事業部門別では、コンポーネントの売上高が1兆6494億ウォンで28.8%、パッケージの売上高が7716億ウォンで36.7%増加しました。 光通信の売上高も1兆362億ウォンとなり、10.3%増加しました。特にパッケージ事業の営業利益率は、昨年の5.9%から今年は16.1%、来年は20.3%まで上昇すると、ユアンタ証券は予測しています。
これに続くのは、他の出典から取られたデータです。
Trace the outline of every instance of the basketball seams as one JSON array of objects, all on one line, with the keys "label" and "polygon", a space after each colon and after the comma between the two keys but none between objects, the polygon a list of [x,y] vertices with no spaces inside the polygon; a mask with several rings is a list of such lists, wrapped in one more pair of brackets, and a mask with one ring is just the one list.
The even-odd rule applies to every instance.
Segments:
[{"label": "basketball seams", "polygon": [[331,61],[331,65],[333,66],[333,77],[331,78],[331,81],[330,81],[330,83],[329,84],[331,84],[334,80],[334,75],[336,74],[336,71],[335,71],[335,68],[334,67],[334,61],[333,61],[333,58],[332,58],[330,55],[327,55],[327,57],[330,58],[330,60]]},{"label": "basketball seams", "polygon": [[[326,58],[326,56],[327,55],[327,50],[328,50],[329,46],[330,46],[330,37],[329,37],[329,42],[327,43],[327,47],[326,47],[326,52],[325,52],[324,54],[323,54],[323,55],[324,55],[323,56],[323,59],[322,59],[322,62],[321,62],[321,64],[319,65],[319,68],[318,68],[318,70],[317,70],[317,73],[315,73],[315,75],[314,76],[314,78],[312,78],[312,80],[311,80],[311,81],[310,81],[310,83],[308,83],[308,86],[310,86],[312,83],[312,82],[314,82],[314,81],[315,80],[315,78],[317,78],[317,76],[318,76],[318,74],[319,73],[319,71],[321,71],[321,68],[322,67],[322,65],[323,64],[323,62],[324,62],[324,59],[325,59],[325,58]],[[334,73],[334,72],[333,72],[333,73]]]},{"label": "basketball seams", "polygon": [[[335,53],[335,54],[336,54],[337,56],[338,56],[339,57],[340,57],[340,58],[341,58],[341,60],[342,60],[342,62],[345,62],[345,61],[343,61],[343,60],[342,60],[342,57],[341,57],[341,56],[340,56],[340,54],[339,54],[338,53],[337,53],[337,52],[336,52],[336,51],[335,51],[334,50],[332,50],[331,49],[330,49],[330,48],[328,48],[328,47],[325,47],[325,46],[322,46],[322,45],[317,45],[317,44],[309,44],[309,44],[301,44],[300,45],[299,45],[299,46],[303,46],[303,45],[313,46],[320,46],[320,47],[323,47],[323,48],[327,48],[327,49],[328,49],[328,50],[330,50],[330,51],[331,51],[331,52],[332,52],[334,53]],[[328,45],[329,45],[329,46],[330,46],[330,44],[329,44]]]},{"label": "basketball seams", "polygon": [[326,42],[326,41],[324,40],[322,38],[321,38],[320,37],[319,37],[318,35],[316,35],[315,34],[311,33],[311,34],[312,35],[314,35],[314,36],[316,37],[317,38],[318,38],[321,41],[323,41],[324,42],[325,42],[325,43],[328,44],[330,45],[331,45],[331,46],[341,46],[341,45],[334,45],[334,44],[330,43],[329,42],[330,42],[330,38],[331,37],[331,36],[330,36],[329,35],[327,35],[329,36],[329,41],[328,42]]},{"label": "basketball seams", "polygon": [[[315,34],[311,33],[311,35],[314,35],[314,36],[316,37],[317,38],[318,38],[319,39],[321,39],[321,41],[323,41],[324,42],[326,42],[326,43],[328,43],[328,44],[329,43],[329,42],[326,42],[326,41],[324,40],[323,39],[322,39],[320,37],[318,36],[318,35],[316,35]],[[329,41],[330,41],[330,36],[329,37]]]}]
ユアンタ証券は、今年のサムスン電機の売上高を前年比26.9%増の14兆3543億ウォン、営業利益を114.8%増の1兆9618億ウォンと予想しました。 来年は、売上高が18兆3795億ウォン、営業利益が3兆6732億ウォンとなり、それぞれ28.0%、87.2%増加すると見込んでいます。営業利益率も、今年の13.7%から来年は20.0%まで上昇すると見通しています。
コ研究員は、「コンデンサの追加受注や価格引き上げへの期待など、MLCC関連の利益レバレッジ効果は依然として有効だ」とし、「基板を中心に展開される前払金ベースの大規模な設備投資が、成長サイクルをさらに強化する」と指摘しました。続いて、「同社を取り巻く環境は、主要な電気・電子業種の中で依然としてトップ」とし、投資判断「買い」と業種内での最優先銘柄という見解を維持しました。